Querido Franz, me fugo de Viena en sueños, huyo hacia la pequeña buhardilla en la que me parió mi madre y en la que ahora no podría ni ponerme de pie. Sueño con Bonn y con nuestros inocentes juegos de infancia. Pienso en ti y en los viejos amigos, escucho con claridad y agrado el gallo del señor Frei y las monsergas de la señora Bauman. Todo es bastante plácido mientras duermo. Ni siquiera le reprocho a mi padre las interminables horas que pasé frente al piano, ni los duros castigos a los que me sometió para corregir mi talento. Ahora sé que un hombre siempre quiere lo mejor para sus hijos aunque sea a costa de su propio carácter.
Leo en la prensa burguesa demasiadas cosas sobre mí que son también un castigo. No hace mucho escribían que mi obra se engrandecía según avanzaba mi sordera, que la música brotaba a raudales en la oscuridad de mi silencio. Hoy citan con demasiados detalles la dejadez y el abandono en el que me encuentro. Aseguran que tengo frecuentes accesos de ira. Ahondan en mi soledad y buscan los testimonios más fraudulentos sin referencia alguna a los zumbidos y silbidos que me atormentan a cada segundo. Sabes que hace tiempo que escondo mi condición, que me resulta tan intolerable que me griten como que me hablen suavemente, que no pudiendo escuchar las palabras me esfuerzo en leer los labios para acertarlas dentro del tono de la conversación. Hace poco más de un año se atribuía mi falta de diálogo a mi carácter distraído, pero en los últimos meses he tenido que evitar toda reunión social porque me es imposible decirle a la gente que me hable más alto. Además, han comenzado a acorralarme sin piedad con sus preguntas anotadas en cuadernos, obligándome a disertar a todas horas para complacerles.

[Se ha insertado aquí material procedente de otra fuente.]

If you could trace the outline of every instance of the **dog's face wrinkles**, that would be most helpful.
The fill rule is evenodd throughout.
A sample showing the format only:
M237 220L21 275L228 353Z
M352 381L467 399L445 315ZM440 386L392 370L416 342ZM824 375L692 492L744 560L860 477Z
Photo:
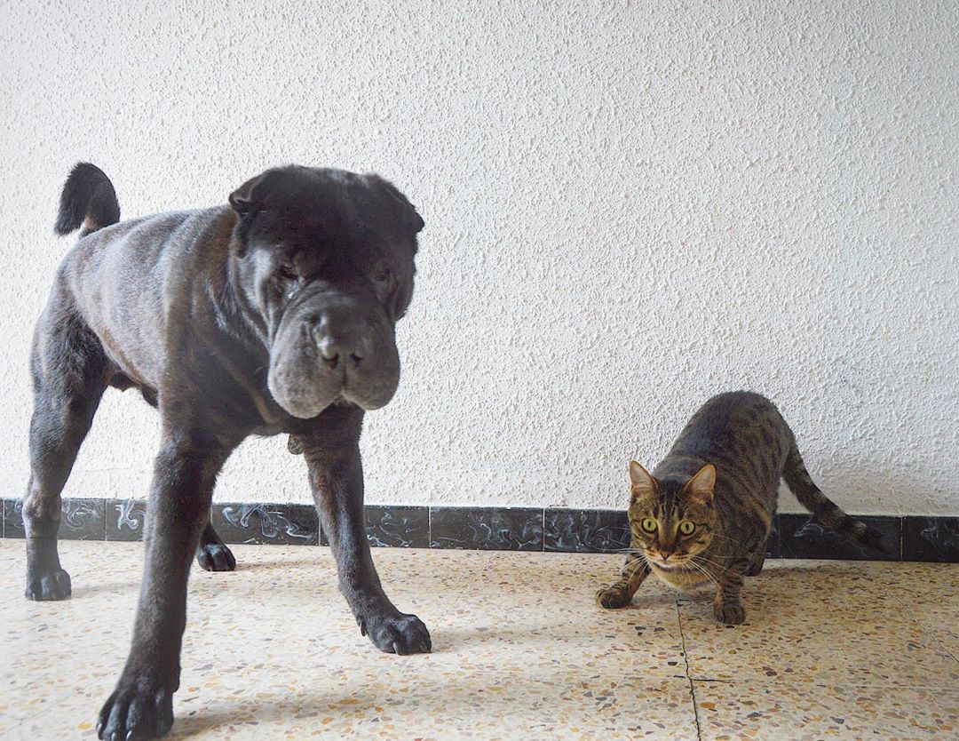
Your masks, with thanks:
M386 405L423 227L413 207L376 176L299 167L264 173L230 203L240 282L262 322L277 403L301 418L333 403Z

Este oído absoluto que dicen que tengo no es para mi ninguna virtud, sino una terrible desgracia que me golpea como un martillo en todo momento. Los pitidos son cada vez más intolerables y el ruido ha vencido a la música por completo. En mi ultima aclamación pública tuvieron que tirarme de la levita para que viese con mis ojos los vítores que no podía oír por más que me esforzase.
Querido Franz, ya sé que en mi última carta te decía convencido que agarraría al destino por el cuello y lo desafiaría heroicamente, pero la vida es más poderosa y ha sido el destino el que me ha cortado el aliento. Me mudo de domicilio constantemente en busca de un silencio que ya no existe, acumulo toda serie de cosas sin ningún orden, a veces tardo un día entero en encontrar mis partituras. Despido a mis sirvientes, espanto a mi familia. Me miro en el espejo y mi rostro es cada vez más sombrío.
Siento hablarte con claridad, pero tú sabes que no soy de los que encuentra placer en alardear de sus sentimientos, que tampoco pretendo castigarte con mis sufrimientos, que ni siquiera quiero entristecerte. Es sólo que eres la única persona a la que puedo escribirle con sinceridad, una persona a la que espero encontrar al alba, en una nueva infancia, en un mundo sin aplausos en el que no haya que enderezar el talento ni llevarlo consigo para siempre.
Mi querido amigo, espero verte pronto.